FERNANDO MELLO
DE BRASÍLIA
ANDREZA MATAIS
ENVIADA ESPECIAL AO RIO
O ministro do Trabalho, Carlos Lupi (PDT), ocupou simultaneamente, por quase cinco anos, dois cargos de assessor parlamentar em órgãos públicos distintos, a Câmara dos Deputados, em Brasília, e a Câmara Municipal do Rio de Janeiro.
A “acumulação remunerada de cargos públicos” é proibida pela Constituição e pode levar a ações judiciais por improbidade administrativa e peculato, com cobrança da devolução dos recursos recebidos de maneira irregular.
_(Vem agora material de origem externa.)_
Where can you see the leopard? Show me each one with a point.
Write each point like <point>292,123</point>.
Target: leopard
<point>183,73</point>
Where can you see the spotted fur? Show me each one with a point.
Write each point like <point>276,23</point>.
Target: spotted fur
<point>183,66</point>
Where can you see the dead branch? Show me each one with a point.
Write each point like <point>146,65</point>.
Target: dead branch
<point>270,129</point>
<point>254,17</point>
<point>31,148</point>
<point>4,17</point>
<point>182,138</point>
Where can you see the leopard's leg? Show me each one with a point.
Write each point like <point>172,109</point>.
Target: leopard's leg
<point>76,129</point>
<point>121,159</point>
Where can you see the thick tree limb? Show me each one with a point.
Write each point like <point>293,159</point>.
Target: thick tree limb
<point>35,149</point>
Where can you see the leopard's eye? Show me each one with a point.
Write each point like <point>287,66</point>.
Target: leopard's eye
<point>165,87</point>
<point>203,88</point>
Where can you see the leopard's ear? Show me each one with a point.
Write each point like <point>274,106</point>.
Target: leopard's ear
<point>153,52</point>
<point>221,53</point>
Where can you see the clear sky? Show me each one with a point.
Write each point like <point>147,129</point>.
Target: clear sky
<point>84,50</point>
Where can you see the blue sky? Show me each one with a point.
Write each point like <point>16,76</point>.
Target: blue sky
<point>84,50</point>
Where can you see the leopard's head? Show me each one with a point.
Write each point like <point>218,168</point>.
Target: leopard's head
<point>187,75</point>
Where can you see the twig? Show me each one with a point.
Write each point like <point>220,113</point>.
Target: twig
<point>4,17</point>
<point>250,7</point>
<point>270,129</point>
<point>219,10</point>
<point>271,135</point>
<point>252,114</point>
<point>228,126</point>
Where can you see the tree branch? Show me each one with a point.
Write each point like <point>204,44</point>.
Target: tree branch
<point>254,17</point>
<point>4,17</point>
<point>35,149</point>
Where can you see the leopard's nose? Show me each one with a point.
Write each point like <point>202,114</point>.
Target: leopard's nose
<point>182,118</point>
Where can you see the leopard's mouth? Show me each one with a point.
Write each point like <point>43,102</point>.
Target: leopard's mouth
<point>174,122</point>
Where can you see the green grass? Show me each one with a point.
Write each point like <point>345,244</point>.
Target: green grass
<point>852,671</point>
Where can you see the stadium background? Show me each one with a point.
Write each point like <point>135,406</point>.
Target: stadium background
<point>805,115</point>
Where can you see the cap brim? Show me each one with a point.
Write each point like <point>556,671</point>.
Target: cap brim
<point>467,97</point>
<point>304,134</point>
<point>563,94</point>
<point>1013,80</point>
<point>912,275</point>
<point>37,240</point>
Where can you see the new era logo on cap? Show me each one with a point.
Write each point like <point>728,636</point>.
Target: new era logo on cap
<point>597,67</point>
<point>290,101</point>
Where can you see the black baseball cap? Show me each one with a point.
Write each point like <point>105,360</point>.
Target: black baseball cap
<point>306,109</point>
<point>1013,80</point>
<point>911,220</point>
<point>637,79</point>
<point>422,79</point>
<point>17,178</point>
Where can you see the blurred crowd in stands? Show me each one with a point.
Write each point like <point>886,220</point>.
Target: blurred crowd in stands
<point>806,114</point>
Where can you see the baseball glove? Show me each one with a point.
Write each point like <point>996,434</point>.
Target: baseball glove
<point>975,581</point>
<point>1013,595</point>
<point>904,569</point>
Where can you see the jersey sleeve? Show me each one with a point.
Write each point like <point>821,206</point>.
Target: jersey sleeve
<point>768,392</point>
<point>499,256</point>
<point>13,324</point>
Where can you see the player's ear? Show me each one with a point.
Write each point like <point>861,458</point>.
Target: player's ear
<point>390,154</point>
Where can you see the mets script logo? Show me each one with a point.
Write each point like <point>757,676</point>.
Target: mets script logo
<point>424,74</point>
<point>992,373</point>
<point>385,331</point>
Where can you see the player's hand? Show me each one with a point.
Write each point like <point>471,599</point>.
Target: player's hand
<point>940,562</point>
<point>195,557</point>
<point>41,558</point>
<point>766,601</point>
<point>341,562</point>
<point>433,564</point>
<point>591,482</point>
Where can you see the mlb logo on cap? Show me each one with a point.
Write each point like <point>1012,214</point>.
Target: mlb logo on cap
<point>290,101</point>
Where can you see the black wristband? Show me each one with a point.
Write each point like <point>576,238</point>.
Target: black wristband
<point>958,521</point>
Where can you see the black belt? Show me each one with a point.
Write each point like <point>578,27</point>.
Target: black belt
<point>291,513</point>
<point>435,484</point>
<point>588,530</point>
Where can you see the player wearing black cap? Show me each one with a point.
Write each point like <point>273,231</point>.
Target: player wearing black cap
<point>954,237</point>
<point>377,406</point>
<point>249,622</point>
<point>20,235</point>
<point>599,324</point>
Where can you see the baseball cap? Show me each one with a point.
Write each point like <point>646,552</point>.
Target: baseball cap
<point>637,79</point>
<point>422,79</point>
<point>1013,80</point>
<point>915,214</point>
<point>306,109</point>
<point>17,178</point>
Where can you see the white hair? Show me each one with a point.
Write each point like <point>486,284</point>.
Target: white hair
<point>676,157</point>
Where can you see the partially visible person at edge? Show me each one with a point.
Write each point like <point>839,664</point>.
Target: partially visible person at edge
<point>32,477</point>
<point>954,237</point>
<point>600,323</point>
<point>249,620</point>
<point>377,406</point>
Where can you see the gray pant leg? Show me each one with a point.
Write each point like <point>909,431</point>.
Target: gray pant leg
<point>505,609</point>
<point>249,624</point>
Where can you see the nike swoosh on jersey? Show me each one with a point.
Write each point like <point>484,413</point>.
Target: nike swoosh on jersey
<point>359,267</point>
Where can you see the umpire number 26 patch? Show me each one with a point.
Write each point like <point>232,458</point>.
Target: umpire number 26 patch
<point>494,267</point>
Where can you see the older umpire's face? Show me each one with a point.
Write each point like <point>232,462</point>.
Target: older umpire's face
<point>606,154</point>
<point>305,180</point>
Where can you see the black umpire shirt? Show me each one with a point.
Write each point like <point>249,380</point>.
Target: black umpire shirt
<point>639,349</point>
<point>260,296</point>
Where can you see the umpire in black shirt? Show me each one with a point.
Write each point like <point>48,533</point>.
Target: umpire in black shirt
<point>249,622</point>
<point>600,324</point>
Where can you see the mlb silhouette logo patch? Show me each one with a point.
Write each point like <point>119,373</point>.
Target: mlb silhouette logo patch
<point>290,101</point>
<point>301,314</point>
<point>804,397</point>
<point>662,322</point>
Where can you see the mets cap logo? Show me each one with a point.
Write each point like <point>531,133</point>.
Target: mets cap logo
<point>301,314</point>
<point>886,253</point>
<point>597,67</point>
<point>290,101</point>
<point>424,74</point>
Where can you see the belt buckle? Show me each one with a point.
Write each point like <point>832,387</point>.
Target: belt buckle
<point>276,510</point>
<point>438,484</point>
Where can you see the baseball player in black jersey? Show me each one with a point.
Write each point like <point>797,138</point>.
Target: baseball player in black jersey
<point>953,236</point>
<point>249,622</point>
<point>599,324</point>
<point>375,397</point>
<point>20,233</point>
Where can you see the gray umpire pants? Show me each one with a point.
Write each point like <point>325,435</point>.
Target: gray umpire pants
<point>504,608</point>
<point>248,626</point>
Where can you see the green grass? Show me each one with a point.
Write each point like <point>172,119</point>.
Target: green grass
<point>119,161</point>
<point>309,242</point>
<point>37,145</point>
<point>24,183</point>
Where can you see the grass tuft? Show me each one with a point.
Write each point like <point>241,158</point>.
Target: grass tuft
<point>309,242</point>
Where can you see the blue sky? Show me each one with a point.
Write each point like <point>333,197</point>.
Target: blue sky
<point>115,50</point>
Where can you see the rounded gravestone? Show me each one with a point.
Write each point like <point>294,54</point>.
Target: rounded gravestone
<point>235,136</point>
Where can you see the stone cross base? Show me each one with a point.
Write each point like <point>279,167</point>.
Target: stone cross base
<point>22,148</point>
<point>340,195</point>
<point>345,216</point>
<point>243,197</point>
Entre dezembro de 2000 e novembro de 2005, ao mesmo tempo em que era assessor-fantasma da liderança do PDT na Câmara dos Deputados em Brasília, como a Folha mostrou sábado, Lupi também ocupava o cargo de assessor de um vereador do seu partido na Câmara Municipal do Rio, a quase 1.200 km da capital.
Ambas as funções exigiam que ele estivesse, durante 40 horas semanais, nos locais de trabalho.
Em Brasília, a norma da Câmara dos Deputados dizia que o funcionário deveria ser “encontrado” na Casa.
No Rio, cada vereador tem o poder de decidir quais assessores devem ficar no gabinete. Sami Jorge, o ex-vereador que empregou Lupi, afirmou que o ministro “dava expediente todos os dias”.
Mas Jorge diz não se lembrar quais funções o ministro exercia no seu gabinete nem soube explicar como o ministro poderia trabalhar nas duas cidades ao mesmo tempo.
“Já faz algum tempo e eu confesso ao senhor que não tenho memória da função de todos os servidores do meu gabinete. Não sei o que fazia e por qual período”, disse.
TRAJETÓRIA
Lupi, que ficou no gabinete do vereador até novembro de 2005, é funcionário concursado da Prefeitura do Rio e, por esse motivo, foi cedido à Câmara com ônus, o que significa que o Executivo municipal continuou pagando seu salário. A prefeitura não informou seus ganhos.
Em Brasília, ele recebeu vencimentos que hoje representam R$ 12 mil.
Quando deixou a Câmara dos Deputados, em 2006, Lupi voltou à Câmara Municipal do Rio, no ano seguinte. Dessa vez para outro gabinete, do também pedetista Charbel Zaib, em um cargo cujo salário atual é de R$ 10 mil.
Pouco depois, foi exonerado para assumir o Ministério do Trabalho.
Lupi omite suas passagens como assessor nas suas biografias oficiais.
No período dessas atividades, ele exerceu funções partidárias, como vice e, desde 2004, presidente do PDT.
A Constituição prevê acumulação dos cargos apenas em hipóteses como professor e funcionários da saúde.
Desde 2003, o governo federal expulsou cem servidores que acumularam empregos públicos.
Se for constatado que o funcionário não trabalhou em um dos cargos, procuradores e promotores podem propor ações judiciais, em especial por improbidade administrativa e peculato (crime de apropriação ou desvio de dinheiro ou qualquer bem público).
“Em tese, se ficar claro que era impossível trabalhar nos dois empregos, é um caso de improbidade”, diz Alexandre Camanho, presidente da Associação Nacional dos Procuradores da República.
“Cargos de confiança não são acumuláveis. A Constituição é bem restritiva”, diz Carlos Ari Sundfeld, presidente da Sociedade Brasileira de Direito Público.
No caso de Lupi, a proposição de uma ação dependeria da análise da prescrição de eventuais delitos.